Syntactic Data Augmentation and Robustness in Natural Language Inference

The paper "Syntactic Data Augmentation Increases Robustness to Inference Heuristics" addresses a prominent issue in the field of NLP, specifically related to Natural Language Inference (NLI). Neural models like BERT, when fine-tuned for NLI tasks, often exhibit high accuracy on conventional datasets yet lack sensitivity to syntactic structures in controlled challenge sets.
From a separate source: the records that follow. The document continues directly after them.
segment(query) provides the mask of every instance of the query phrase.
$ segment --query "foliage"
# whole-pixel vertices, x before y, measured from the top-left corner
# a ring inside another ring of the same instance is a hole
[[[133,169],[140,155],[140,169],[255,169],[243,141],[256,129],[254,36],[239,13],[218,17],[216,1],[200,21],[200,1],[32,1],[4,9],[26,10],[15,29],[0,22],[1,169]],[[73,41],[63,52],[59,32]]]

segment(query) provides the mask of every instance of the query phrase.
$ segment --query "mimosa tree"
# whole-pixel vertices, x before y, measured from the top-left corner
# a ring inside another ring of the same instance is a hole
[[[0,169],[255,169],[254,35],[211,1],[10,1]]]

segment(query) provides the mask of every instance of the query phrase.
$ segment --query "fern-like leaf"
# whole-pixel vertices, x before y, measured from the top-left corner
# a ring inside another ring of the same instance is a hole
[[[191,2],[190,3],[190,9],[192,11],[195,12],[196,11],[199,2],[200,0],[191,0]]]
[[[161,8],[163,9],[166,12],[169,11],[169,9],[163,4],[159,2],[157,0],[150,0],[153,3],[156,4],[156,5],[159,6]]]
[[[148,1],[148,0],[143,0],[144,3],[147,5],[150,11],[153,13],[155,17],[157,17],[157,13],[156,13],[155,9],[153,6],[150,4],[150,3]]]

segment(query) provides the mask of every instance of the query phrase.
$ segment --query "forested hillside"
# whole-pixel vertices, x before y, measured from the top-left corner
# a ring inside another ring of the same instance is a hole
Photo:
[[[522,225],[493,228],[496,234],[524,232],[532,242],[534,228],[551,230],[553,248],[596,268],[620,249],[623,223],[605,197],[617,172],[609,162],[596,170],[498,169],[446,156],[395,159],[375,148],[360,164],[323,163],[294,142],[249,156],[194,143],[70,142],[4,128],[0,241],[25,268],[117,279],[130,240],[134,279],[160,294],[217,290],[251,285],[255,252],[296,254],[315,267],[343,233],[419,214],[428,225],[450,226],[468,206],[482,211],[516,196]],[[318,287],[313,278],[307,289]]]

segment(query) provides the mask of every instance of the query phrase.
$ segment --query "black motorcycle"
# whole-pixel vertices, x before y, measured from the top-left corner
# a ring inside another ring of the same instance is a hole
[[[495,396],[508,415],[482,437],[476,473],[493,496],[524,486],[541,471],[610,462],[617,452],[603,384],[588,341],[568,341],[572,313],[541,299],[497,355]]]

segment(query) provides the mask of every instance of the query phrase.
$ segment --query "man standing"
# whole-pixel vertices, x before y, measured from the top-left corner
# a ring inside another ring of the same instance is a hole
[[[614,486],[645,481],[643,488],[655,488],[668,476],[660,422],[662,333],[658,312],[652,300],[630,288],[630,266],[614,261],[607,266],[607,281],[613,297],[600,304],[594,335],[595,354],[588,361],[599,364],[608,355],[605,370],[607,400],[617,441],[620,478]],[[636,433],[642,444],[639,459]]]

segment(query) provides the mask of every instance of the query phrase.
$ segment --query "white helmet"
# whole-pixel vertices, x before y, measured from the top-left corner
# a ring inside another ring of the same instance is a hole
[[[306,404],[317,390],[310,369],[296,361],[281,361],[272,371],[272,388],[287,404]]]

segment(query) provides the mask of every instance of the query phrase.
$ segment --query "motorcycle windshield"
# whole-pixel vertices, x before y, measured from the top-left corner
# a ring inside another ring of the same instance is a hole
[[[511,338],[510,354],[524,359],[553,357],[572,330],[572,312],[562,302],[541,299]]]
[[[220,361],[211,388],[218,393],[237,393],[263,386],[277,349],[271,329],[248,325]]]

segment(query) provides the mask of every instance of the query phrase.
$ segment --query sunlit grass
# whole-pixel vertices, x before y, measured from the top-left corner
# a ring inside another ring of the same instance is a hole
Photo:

This paper investigates the root of this discrepancy and proposes syntactic data augmentation as an effective intervention.

Hypotheses: Representational Inadequacy and Missed Connection

The authors posit two primary explanations for BERT's unsatisfactory performance on syntactic sensitivity tasks:

  1. Representational Inadequacy Hypothesis: Suggests that BERT's pretrained embeddings might lack necessary syntactic details required for NLI.
  2. Missed Connection Hypothesis: Argues that although BERT may have learned syntactic features during pretraining, finetuning fails to leverage these features due to inadequate exemplification of syntactic constructs in the training data.

Methodology: Syntactic Augmentation Approaches

The researchers explore syntactic data augmentation by supplementing standard NLI datasets with syntactically informative examples derived from the MNLI corpus. These examples are generated through syntactic transformations, particularly inversion and passivization. The most promising augmentation method is subject/object inversion, whereby subjects and objects in sentences are swapped to create new training examples.

Results: Enhanced Performance and Generalization

The paper demonstrates significant improvements in syntactic sensitivity when augmenting the BERT training set with approximately 400 inversion-generated examples, a mere 0.1% increase over the MNLI dataset size. The accuracy on challenging syntactic examples rose from 0.28 to 0.73, showcasing that even a small amount of syntactic augmentation can lead to substantial model robustness. Furthermore, enhancements generalized beyond the augmented transformational type, implying abstract syntactic representations are recruited in the process.

Implications and Future Directions

The research suggests that minor syntactic augmentations can induce profound changes in model performance, circumventing entrenched heuristics such as lexical overlap inferences. Challenges remain in cases like passive constructions, which indicate representational inadequacy. Future exploration could involve expanding syntactic augmentation beyond MNLI examples to broader corpora, testing scalability and domain transferability. Moreover, addressing the construction-specific limitations through diversified augmentation strategies could reinforce model robustness.

Understanding the interface between pretraining and fine-tuning in LLMs remains vital for advancing model sensitivity to syntactic nuances. By influencing model behavior through syntactic data augmentation, this paper paves the way for more linguistically-grounded applications in NLI and broader AI fields.